Ran qPCR on manila clam larvae cDNA that Dave made on 8/7/2012, using the sample sets from 7/29/2011 and 8/5/2011 of the OA manila clam experiment he ran.
Rp_GPX3_F/R2 (SR IDs: 1453, 1469)
Rp_HSP90_F2/R2 (SR Ids: 1457, 1471)
Primers were verified to be in good working order by Dave on 4/1/2012 (see Dave’s notebook).
Master mix calcs are here. Cycling params can be found in the qPCR Data File (see Results). Plate layout and PCR Miner analysis can be found in the qPCR Raw Data file (see Results). All samples run in duplicate.

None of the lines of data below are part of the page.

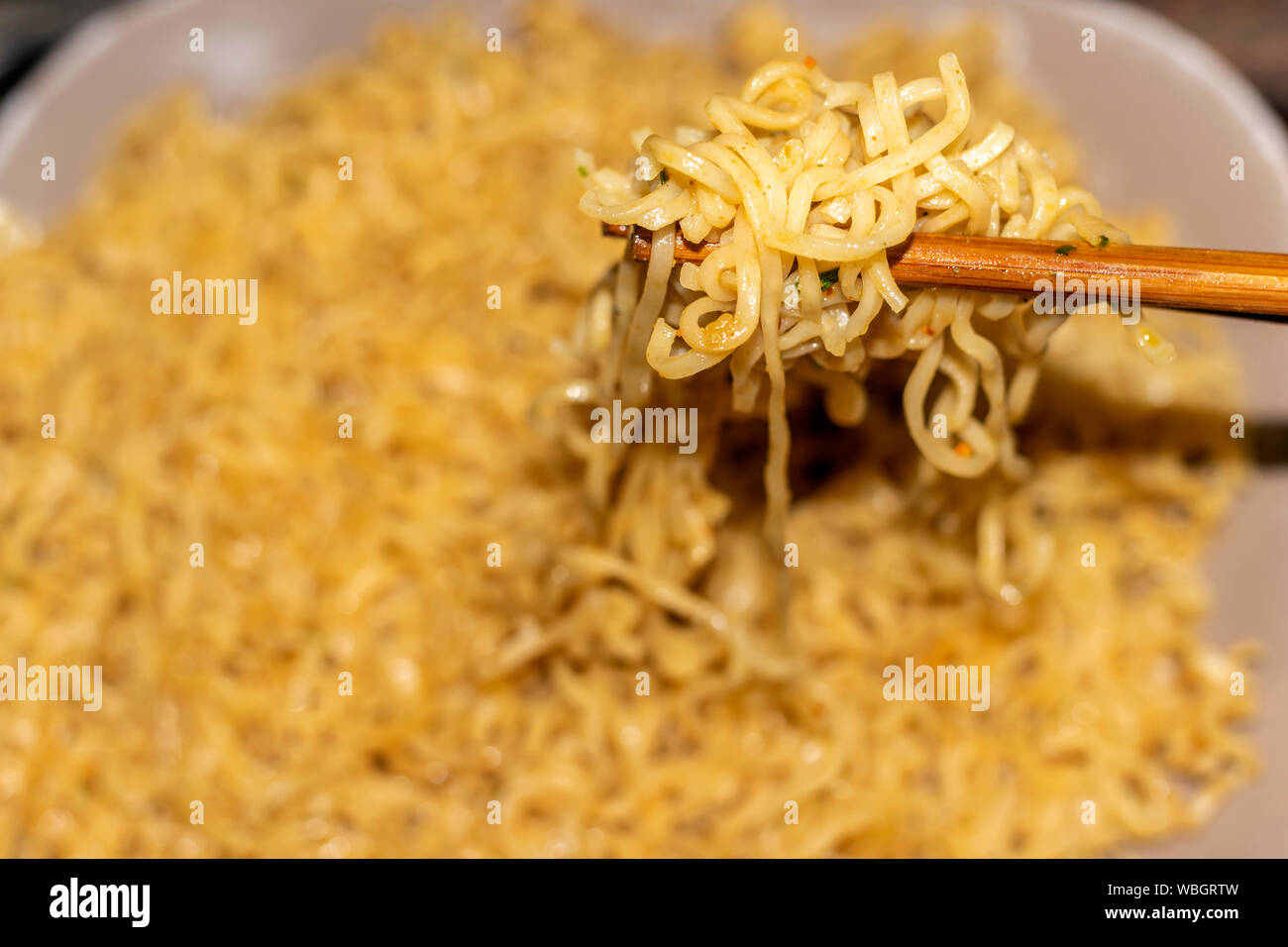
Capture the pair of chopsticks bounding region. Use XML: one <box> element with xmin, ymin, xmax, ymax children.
<box><xmin>604</xmin><ymin>224</ymin><xmax>1288</xmax><ymax>322</ymax></box>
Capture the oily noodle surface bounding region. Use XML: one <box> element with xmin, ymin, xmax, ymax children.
<box><xmin>0</xmin><ymin>7</ymin><xmax>1254</xmax><ymax>856</ymax></box>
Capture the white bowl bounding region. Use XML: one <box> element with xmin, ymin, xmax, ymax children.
<box><xmin>0</xmin><ymin>0</ymin><xmax>1288</xmax><ymax>857</ymax></box>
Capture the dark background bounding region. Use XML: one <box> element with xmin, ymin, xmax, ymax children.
<box><xmin>0</xmin><ymin>0</ymin><xmax>1288</xmax><ymax>120</ymax></box>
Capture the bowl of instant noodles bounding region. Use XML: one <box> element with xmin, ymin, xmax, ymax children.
<box><xmin>0</xmin><ymin>0</ymin><xmax>1288</xmax><ymax>857</ymax></box>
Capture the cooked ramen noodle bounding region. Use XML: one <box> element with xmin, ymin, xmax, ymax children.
<box><xmin>0</xmin><ymin>5</ymin><xmax>1256</xmax><ymax>857</ymax></box>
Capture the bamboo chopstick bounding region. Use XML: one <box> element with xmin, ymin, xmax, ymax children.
<box><xmin>604</xmin><ymin>224</ymin><xmax>1288</xmax><ymax>322</ymax></box>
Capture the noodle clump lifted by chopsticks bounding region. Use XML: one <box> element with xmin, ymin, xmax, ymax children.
<box><xmin>0</xmin><ymin>5</ymin><xmax>1256</xmax><ymax>857</ymax></box>
<box><xmin>581</xmin><ymin>53</ymin><xmax>1175</xmax><ymax>587</ymax></box>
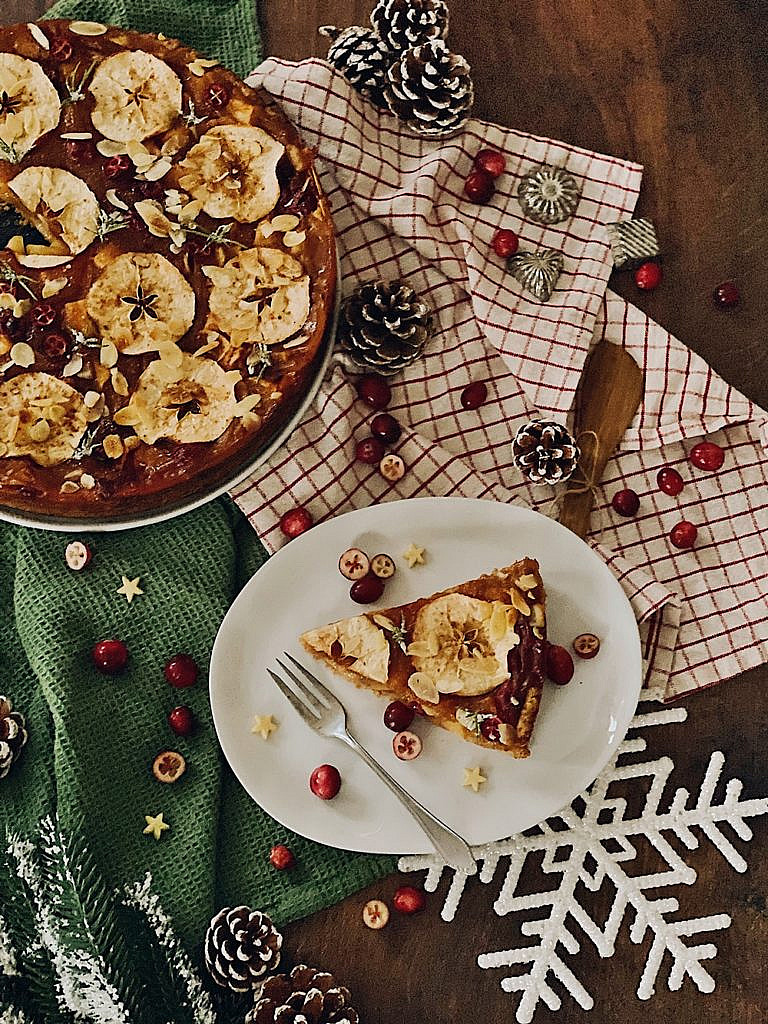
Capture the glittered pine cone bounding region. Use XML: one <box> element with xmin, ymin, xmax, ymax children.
<box><xmin>339</xmin><ymin>281</ymin><xmax>432</xmax><ymax>377</ymax></box>
<box><xmin>385</xmin><ymin>39</ymin><xmax>474</xmax><ymax>137</ymax></box>
<box><xmin>371</xmin><ymin>0</ymin><xmax>449</xmax><ymax>53</ymax></box>
<box><xmin>204</xmin><ymin>906</ymin><xmax>283</xmax><ymax>992</ymax></box>
<box><xmin>512</xmin><ymin>420</ymin><xmax>582</xmax><ymax>483</ymax></box>
<box><xmin>245</xmin><ymin>965</ymin><xmax>359</xmax><ymax>1024</ymax></box>
<box><xmin>0</xmin><ymin>696</ymin><xmax>28</xmax><ymax>778</ymax></box>
<box><xmin>321</xmin><ymin>25</ymin><xmax>394</xmax><ymax>109</ymax></box>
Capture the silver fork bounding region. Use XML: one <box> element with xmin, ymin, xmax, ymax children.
<box><xmin>266</xmin><ymin>651</ymin><xmax>476</xmax><ymax>874</ymax></box>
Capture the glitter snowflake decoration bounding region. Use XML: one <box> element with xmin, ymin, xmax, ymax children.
<box><xmin>399</xmin><ymin>708</ymin><xmax>768</xmax><ymax>1024</ymax></box>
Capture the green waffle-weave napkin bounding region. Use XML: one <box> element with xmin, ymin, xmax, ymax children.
<box><xmin>0</xmin><ymin>0</ymin><xmax>394</xmax><ymax>946</ymax></box>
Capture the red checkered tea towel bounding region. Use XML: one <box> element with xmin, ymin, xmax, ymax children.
<box><xmin>232</xmin><ymin>59</ymin><xmax>768</xmax><ymax>699</ymax></box>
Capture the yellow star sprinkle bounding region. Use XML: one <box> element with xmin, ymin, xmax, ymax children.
<box><xmin>251</xmin><ymin>715</ymin><xmax>278</xmax><ymax>739</ymax></box>
<box><xmin>115</xmin><ymin>577</ymin><xmax>143</xmax><ymax>604</ymax></box>
<box><xmin>402</xmin><ymin>544</ymin><xmax>425</xmax><ymax>569</ymax></box>
<box><xmin>462</xmin><ymin>765</ymin><xmax>487</xmax><ymax>793</ymax></box>
<box><xmin>142</xmin><ymin>813</ymin><xmax>171</xmax><ymax>839</ymax></box>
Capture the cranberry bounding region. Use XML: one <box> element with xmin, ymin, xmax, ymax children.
<box><xmin>357</xmin><ymin>374</ymin><xmax>392</xmax><ymax>409</ymax></box>
<box><xmin>392</xmin><ymin>730</ymin><xmax>422</xmax><ymax>761</ymax></box>
<box><xmin>168</xmin><ymin>705</ymin><xmax>195</xmax><ymax>736</ymax></box>
<box><xmin>349</xmin><ymin>572</ymin><xmax>384</xmax><ymax>604</ymax></box>
<box><xmin>464</xmin><ymin>168</ymin><xmax>496</xmax><ymax>206</ymax></box>
<box><xmin>163</xmin><ymin>654</ymin><xmax>198</xmax><ymax>690</ymax></box>
<box><xmin>280</xmin><ymin>505</ymin><xmax>313</xmax><ymax>540</ymax></box>
<box><xmin>670</xmin><ymin>519</ymin><xmax>698</xmax><ymax>550</ymax></box>
<box><xmin>480</xmin><ymin>715</ymin><xmax>502</xmax><ymax>743</ymax></box>
<box><xmin>269</xmin><ymin>844</ymin><xmax>296</xmax><ymax>871</ymax></box>
<box><xmin>309</xmin><ymin>765</ymin><xmax>341</xmax><ymax>800</ymax></box>
<box><xmin>475</xmin><ymin>150</ymin><xmax>507</xmax><ymax>178</ymax></box>
<box><xmin>43</xmin><ymin>334</ymin><xmax>70</xmax><ymax>359</ymax></box>
<box><xmin>206</xmin><ymin>82</ymin><xmax>231</xmax><ymax>111</ymax></box>
<box><xmin>371</xmin><ymin>413</ymin><xmax>402</xmax><ymax>444</ymax></box>
<box><xmin>101</xmin><ymin>154</ymin><xmax>133</xmax><ymax>181</ymax></box>
<box><xmin>354</xmin><ymin>437</ymin><xmax>385</xmax><ymax>466</ymax></box>
<box><xmin>635</xmin><ymin>259</ymin><xmax>662</xmax><ymax>292</ymax></box>
<box><xmin>610</xmin><ymin>487</ymin><xmax>640</xmax><ymax>519</ymax></box>
<box><xmin>460</xmin><ymin>381</ymin><xmax>488</xmax><ymax>409</ymax></box>
<box><xmin>392</xmin><ymin>886</ymin><xmax>427</xmax><ymax>913</ymax></box>
<box><xmin>656</xmin><ymin>466</ymin><xmax>685</xmax><ymax>498</ymax></box>
<box><xmin>50</xmin><ymin>36</ymin><xmax>72</xmax><ymax>60</ymax></box>
<box><xmin>712</xmin><ymin>281</ymin><xmax>741</xmax><ymax>309</ymax></box>
<box><xmin>384</xmin><ymin>700</ymin><xmax>415</xmax><ymax>732</ymax></box>
<box><xmin>547</xmin><ymin>643</ymin><xmax>573</xmax><ymax>686</ymax></box>
<box><xmin>490</xmin><ymin>227</ymin><xmax>520</xmax><ymax>259</ymax></box>
<box><xmin>91</xmin><ymin>640</ymin><xmax>128</xmax><ymax>676</ymax></box>
<box><xmin>30</xmin><ymin>302</ymin><xmax>56</xmax><ymax>327</ymax></box>
<box><xmin>688</xmin><ymin>441</ymin><xmax>725</xmax><ymax>473</ymax></box>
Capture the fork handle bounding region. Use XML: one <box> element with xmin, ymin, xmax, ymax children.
<box><xmin>340</xmin><ymin>731</ymin><xmax>477</xmax><ymax>874</ymax></box>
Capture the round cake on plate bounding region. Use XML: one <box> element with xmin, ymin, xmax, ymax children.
<box><xmin>0</xmin><ymin>20</ymin><xmax>336</xmax><ymax>521</ymax></box>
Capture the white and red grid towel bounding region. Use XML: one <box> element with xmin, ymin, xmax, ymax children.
<box><xmin>232</xmin><ymin>59</ymin><xmax>768</xmax><ymax>700</ymax></box>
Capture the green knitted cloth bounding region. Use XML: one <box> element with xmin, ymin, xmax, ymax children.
<box><xmin>0</xmin><ymin>0</ymin><xmax>394</xmax><ymax>946</ymax></box>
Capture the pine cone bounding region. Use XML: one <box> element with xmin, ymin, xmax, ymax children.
<box><xmin>245</xmin><ymin>964</ymin><xmax>359</xmax><ymax>1024</ymax></box>
<box><xmin>371</xmin><ymin>0</ymin><xmax>449</xmax><ymax>53</ymax></box>
<box><xmin>0</xmin><ymin>696</ymin><xmax>28</xmax><ymax>778</ymax></box>
<box><xmin>339</xmin><ymin>281</ymin><xmax>432</xmax><ymax>377</ymax></box>
<box><xmin>319</xmin><ymin>25</ymin><xmax>394</xmax><ymax>109</ymax></box>
<box><xmin>512</xmin><ymin>420</ymin><xmax>582</xmax><ymax>483</ymax></box>
<box><xmin>385</xmin><ymin>39</ymin><xmax>474</xmax><ymax>137</ymax></box>
<box><xmin>205</xmin><ymin>906</ymin><xmax>283</xmax><ymax>992</ymax></box>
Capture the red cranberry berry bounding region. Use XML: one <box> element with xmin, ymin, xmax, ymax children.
<box><xmin>464</xmin><ymin>167</ymin><xmax>496</xmax><ymax>206</ymax></box>
<box><xmin>30</xmin><ymin>302</ymin><xmax>56</xmax><ymax>327</ymax></box>
<box><xmin>349</xmin><ymin>572</ymin><xmax>384</xmax><ymax>604</ymax></box>
<box><xmin>688</xmin><ymin>441</ymin><xmax>725</xmax><ymax>473</ymax></box>
<box><xmin>309</xmin><ymin>765</ymin><xmax>341</xmax><ymax>800</ymax></box>
<box><xmin>384</xmin><ymin>700</ymin><xmax>415</xmax><ymax>732</ymax></box>
<box><xmin>168</xmin><ymin>705</ymin><xmax>195</xmax><ymax>736</ymax></box>
<box><xmin>280</xmin><ymin>505</ymin><xmax>313</xmax><ymax>540</ymax></box>
<box><xmin>635</xmin><ymin>259</ymin><xmax>662</xmax><ymax>292</ymax></box>
<box><xmin>357</xmin><ymin>374</ymin><xmax>392</xmax><ymax>410</ymax></box>
<box><xmin>102</xmin><ymin>154</ymin><xmax>133</xmax><ymax>181</ymax></box>
<box><xmin>392</xmin><ymin>886</ymin><xmax>427</xmax><ymax>913</ymax></box>
<box><xmin>206</xmin><ymin>82</ymin><xmax>231</xmax><ymax>111</ymax></box>
<box><xmin>163</xmin><ymin>654</ymin><xmax>198</xmax><ymax>690</ymax></box>
<box><xmin>670</xmin><ymin>519</ymin><xmax>698</xmax><ymax>550</ymax></box>
<box><xmin>490</xmin><ymin>227</ymin><xmax>520</xmax><ymax>259</ymax></box>
<box><xmin>610</xmin><ymin>487</ymin><xmax>640</xmax><ymax>519</ymax></box>
<box><xmin>371</xmin><ymin>413</ymin><xmax>402</xmax><ymax>444</ymax></box>
<box><xmin>475</xmin><ymin>150</ymin><xmax>507</xmax><ymax>178</ymax></box>
<box><xmin>547</xmin><ymin>643</ymin><xmax>573</xmax><ymax>686</ymax></box>
<box><xmin>354</xmin><ymin>437</ymin><xmax>385</xmax><ymax>466</ymax></box>
<box><xmin>459</xmin><ymin>381</ymin><xmax>488</xmax><ymax>409</ymax></box>
<box><xmin>91</xmin><ymin>640</ymin><xmax>128</xmax><ymax>676</ymax></box>
<box><xmin>656</xmin><ymin>466</ymin><xmax>685</xmax><ymax>498</ymax></box>
<box><xmin>712</xmin><ymin>281</ymin><xmax>741</xmax><ymax>309</ymax></box>
<box><xmin>269</xmin><ymin>844</ymin><xmax>296</xmax><ymax>871</ymax></box>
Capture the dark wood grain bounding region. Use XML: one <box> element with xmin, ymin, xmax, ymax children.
<box><xmin>0</xmin><ymin>0</ymin><xmax>768</xmax><ymax>1024</ymax></box>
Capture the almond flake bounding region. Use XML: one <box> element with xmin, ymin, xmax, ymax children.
<box><xmin>27</xmin><ymin>22</ymin><xmax>50</xmax><ymax>50</ymax></box>
<box><xmin>70</xmin><ymin>22</ymin><xmax>106</xmax><ymax>36</ymax></box>
<box><xmin>10</xmin><ymin>341</ymin><xmax>35</xmax><ymax>367</ymax></box>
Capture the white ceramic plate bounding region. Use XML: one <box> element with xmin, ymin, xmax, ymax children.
<box><xmin>210</xmin><ymin>498</ymin><xmax>642</xmax><ymax>853</ymax></box>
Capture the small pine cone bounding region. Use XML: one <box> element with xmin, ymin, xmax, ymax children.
<box><xmin>371</xmin><ymin>0</ymin><xmax>449</xmax><ymax>53</ymax></box>
<box><xmin>512</xmin><ymin>420</ymin><xmax>582</xmax><ymax>483</ymax></box>
<box><xmin>205</xmin><ymin>906</ymin><xmax>283</xmax><ymax>992</ymax></box>
<box><xmin>0</xmin><ymin>696</ymin><xmax>28</xmax><ymax>778</ymax></box>
<box><xmin>321</xmin><ymin>25</ymin><xmax>394</xmax><ymax>110</ymax></box>
<box><xmin>245</xmin><ymin>965</ymin><xmax>359</xmax><ymax>1024</ymax></box>
<box><xmin>385</xmin><ymin>39</ymin><xmax>474</xmax><ymax>137</ymax></box>
<box><xmin>339</xmin><ymin>281</ymin><xmax>432</xmax><ymax>377</ymax></box>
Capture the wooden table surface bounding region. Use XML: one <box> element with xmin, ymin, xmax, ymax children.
<box><xmin>6</xmin><ymin>0</ymin><xmax>768</xmax><ymax>1024</ymax></box>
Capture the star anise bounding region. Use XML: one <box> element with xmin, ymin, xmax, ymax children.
<box><xmin>120</xmin><ymin>285</ymin><xmax>160</xmax><ymax>324</ymax></box>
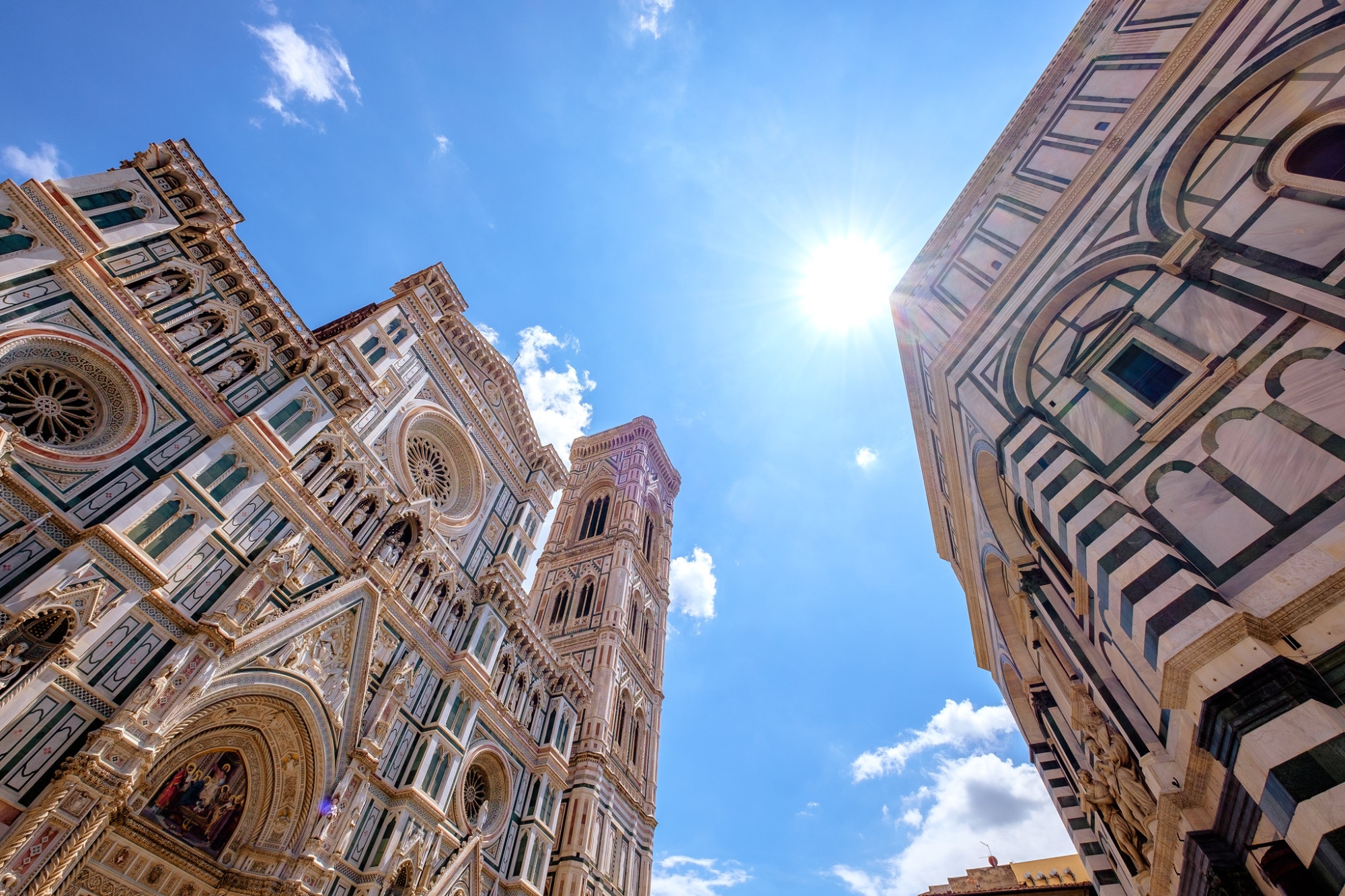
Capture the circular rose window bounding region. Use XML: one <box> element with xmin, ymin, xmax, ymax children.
<box><xmin>406</xmin><ymin>433</ymin><xmax>453</xmax><ymax>506</ymax></box>
<box><xmin>455</xmin><ymin>747</ymin><xmax>511</xmax><ymax>841</ymax></box>
<box><xmin>0</xmin><ymin>367</ymin><xmax>102</xmax><ymax>445</ymax></box>
<box><xmin>0</xmin><ymin>336</ymin><xmax>143</xmax><ymax>455</ymax></box>
<box><xmin>397</xmin><ymin>405</ymin><xmax>486</xmax><ymax>526</ymax></box>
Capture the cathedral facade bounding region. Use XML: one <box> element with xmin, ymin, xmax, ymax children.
<box><xmin>892</xmin><ymin>0</ymin><xmax>1345</xmax><ymax>896</ymax></box>
<box><xmin>0</xmin><ymin>141</ymin><xmax>679</xmax><ymax>896</ymax></box>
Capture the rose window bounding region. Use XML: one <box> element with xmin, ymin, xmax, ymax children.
<box><xmin>0</xmin><ymin>367</ymin><xmax>100</xmax><ymax>445</ymax></box>
<box><xmin>406</xmin><ymin>436</ymin><xmax>453</xmax><ymax>505</ymax></box>
<box><xmin>463</xmin><ymin>766</ymin><xmax>490</xmax><ymax>825</ymax></box>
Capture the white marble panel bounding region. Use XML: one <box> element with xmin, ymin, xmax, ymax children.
<box><xmin>1157</xmin><ymin>286</ymin><xmax>1262</xmax><ymax>355</ymax></box>
<box><xmin>1200</xmin><ymin>180</ymin><xmax>1266</xmax><ymax>237</ymax></box>
<box><xmin>981</xmin><ymin>207</ymin><xmax>1037</xmax><ymax>246</ymax></box>
<box><xmin>1154</xmin><ymin>470</ymin><xmax>1271</xmax><ymax>567</ymax></box>
<box><xmin>1279</xmin><ymin>351</ymin><xmax>1345</xmax><ymax>434</ymax></box>
<box><xmin>1024</xmin><ymin>145</ymin><xmax>1092</xmax><ymax>180</ymax></box>
<box><xmin>1233</xmin><ymin>700</ymin><xmax>1345</xmax><ymax>802</ymax></box>
<box><xmin>1284</xmin><ymin>784</ymin><xmax>1345</xmax><ymax>865</ymax></box>
<box><xmin>1077</xmin><ymin>69</ymin><xmax>1157</xmax><ymax>99</ymax></box>
<box><xmin>1061</xmin><ymin>391</ymin><xmax>1138</xmax><ymax>463</ymax></box>
<box><xmin>1215</xmin><ymin>414</ymin><xmax>1345</xmax><ymax>513</ymax></box>
<box><xmin>1243</xmin><ymin>81</ymin><xmax>1322</xmax><ymax>140</ymax></box>
<box><xmin>1189</xmin><ymin>142</ymin><xmax>1263</xmax><ymax>199</ymax></box>
<box><xmin>1241</xmin><ymin>196</ymin><xmax>1345</xmax><ymax>266</ymax></box>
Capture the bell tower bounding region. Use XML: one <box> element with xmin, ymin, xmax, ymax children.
<box><xmin>530</xmin><ymin>417</ymin><xmax>682</xmax><ymax>896</ymax></box>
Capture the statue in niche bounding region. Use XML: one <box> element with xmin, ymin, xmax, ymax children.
<box><xmin>346</xmin><ymin>501</ymin><xmax>371</xmax><ymax>538</ymax></box>
<box><xmin>0</xmin><ymin>641</ymin><xmax>28</xmax><ymax>690</ymax></box>
<box><xmin>132</xmin><ymin>277</ymin><xmax>174</xmax><ymax>305</ymax></box>
<box><xmin>295</xmin><ymin>451</ymin><xmax>327</xmax><ymax>482</ymax></box>
<box><xmin>1075</xmin><ymin>694</ymin><xmax>1158</xmax><ymax>872</ymax></box>
<box><xmin>169</xmin><ymin>313</ymin><xmax>223</xmax><ymax>351</ymax></box>
<box><xmin>206</xmin><ymin>355</ymin><xmax>247</xmax><ymax>390</ymax></box>
<box><xmin>140</xmin><ymin>749</ymin><xmax>247</xmax><ymax>858</ymax></box>
<box><xmin>375</xmin><ymin>520</ymin><xmax>414</xmax><ymax>567</ymax></box>
<box><xmin>258</xmin><ymin>614</ymin><xmax>354</xmax><ymax>728</ymax></box>
<box><xmin>317</xmin><ymin>478</ymin><xmax>350</xmax><ymax>510</ymax></box>
<box><xmin>1079</xmin><ymin>768</ymin><xmax>1149</xmax><ymax>872</ymax></box>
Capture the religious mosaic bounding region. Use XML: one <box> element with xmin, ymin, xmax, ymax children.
<box><xmin>0</xmin><ymin>140</ymin><xmax>681</xmax><ymax>896</ymax></box>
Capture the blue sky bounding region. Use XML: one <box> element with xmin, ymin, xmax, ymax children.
<box><xmin>0</xmin><ymin>0</ymin><xmax>1085</xmax><ymax>896</ymax></box>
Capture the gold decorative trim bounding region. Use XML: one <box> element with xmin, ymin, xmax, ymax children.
<box><xmin>1139</xmin><ymin>358</ymin><xmax>1237</xmax><ymax>444</ymax></box>
<box><xmin>1158</xmin><ymin>569</ymin><xmax>1345</xmax><ymax>709</ymax></box>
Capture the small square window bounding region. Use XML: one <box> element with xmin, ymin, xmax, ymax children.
<box><xmin>1107</xmin><ymin>343</ymin><xmax>1186</xmax><ymax>407</ymax></box>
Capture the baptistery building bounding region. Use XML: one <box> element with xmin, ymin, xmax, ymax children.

qPCR Data File(Opticon 2) http://eagle.fish.washington.edu/Arabidopsis/qPCR/Opticon/Sam_20121108_150936.tad
qPCR Raw Data and PCR Miner Analysis(Excel) http://eagle.fish.washington.edu/Arabidopsis/qPCR/Opticon/Sam_20121108_150936.xlsx
Reps look pretty good, although the 4C2 8.5.11 sample has consistently bad reps across all of today’s runs. Data will be shared with Steven for comparison to Dave’s Illumina data.
All data was normalized to EF1a expression from later today.